The global candle market is undergoing a significant expansion, presenting substantial opportunities for manufacturers worldwide. According to industry reports, the market was valued at approximately USD 15.0 billion in 2025 and is projected to reach USD 16.0 billion in 2026, with an expected trajectory to USD 21.9 billion by 2031, reflecting a compound annual growth rate (CAGR) of 6.8%. This growth is underpinned by increasing consumer demand across home fragrance, wellness routines, and premium gifting categories.
Regionally, Asia-Pacific emerged as the dominant force, capturing 37.5% of global revenue in 2025, and is forecast to record the fastest CAGR at 8.5% through 2031. The United States candle market held a dominant share of 75% in 2024, underscoring the importance of the North American market. By product type, unscented candles led with a 52.80% revenue share in 2025, projected to grow at a 6.5% CAGR through 2031. Meanwhile, the premium segment is forecast to expand at an impressive 11.3% CAGR, signaling a clear trend toward premiumization.

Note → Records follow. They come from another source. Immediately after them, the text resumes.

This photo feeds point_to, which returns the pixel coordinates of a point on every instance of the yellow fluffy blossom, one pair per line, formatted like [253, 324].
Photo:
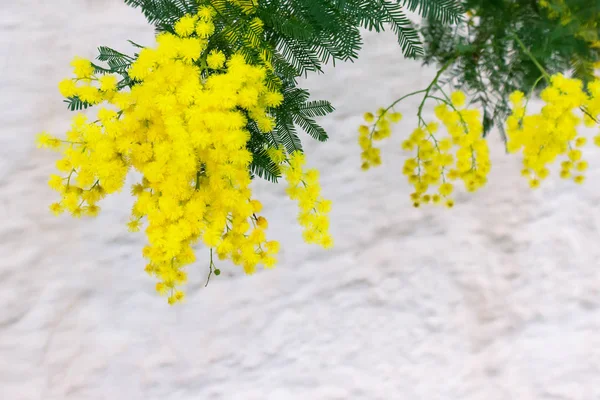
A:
[303, 186]
[438, 160]
[187, 135]
[381, 129]
[552, 133]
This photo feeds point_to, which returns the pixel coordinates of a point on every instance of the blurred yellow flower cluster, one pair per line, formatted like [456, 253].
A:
[438, 161]
[552, 133]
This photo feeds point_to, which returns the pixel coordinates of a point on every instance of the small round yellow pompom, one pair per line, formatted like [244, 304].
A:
[458, 99]
[215, 59]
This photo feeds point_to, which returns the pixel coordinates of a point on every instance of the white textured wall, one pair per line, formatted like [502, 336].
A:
[496, 299]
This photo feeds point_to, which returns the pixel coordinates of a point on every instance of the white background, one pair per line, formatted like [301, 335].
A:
[496, 299]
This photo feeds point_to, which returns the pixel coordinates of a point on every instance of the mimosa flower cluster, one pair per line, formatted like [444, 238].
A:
[552, 133]
[438, 161]
[183, 127]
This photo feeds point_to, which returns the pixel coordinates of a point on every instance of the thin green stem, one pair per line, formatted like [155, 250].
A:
[531, 56]
[432, 84]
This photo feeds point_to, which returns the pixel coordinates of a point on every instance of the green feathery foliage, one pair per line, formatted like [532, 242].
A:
[489, 52]
[296, 37]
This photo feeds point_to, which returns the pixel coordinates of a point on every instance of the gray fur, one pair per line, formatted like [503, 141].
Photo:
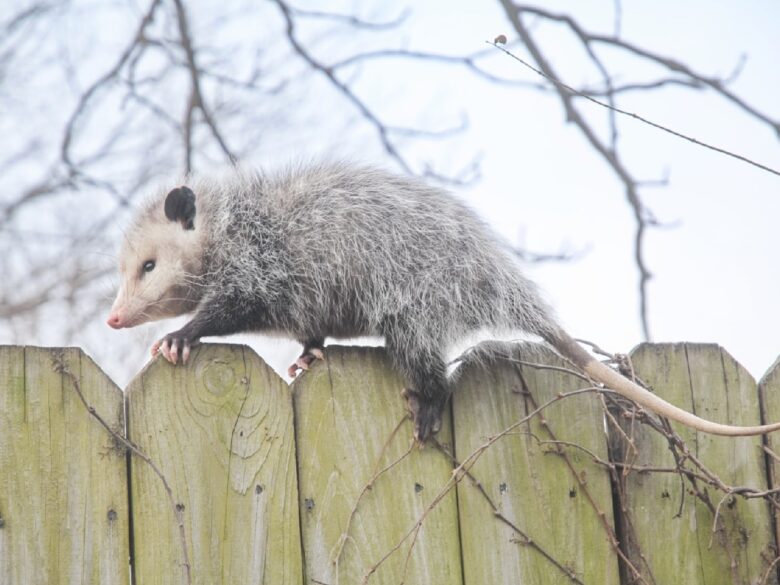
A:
[339, 250]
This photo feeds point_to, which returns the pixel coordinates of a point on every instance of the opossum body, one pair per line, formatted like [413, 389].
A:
[336, 250]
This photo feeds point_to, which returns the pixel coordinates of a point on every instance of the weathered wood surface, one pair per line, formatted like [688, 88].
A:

For candle manufacturers, these figures highlight the importance of strategic positioning in high-growth regions and premium product categories. The market remains highly fragmented, making brand equity, scent innovation, packaging differentiation, and sustainability positioning key competitive levers. However, volatility in raw material costs and increasingly stringent regulatory requirements—particularly in Europe—are intensifying margin pressure. Manufacturers that can absorb input shocks and compliance costs will be better positioned to capture market share in this growing industry.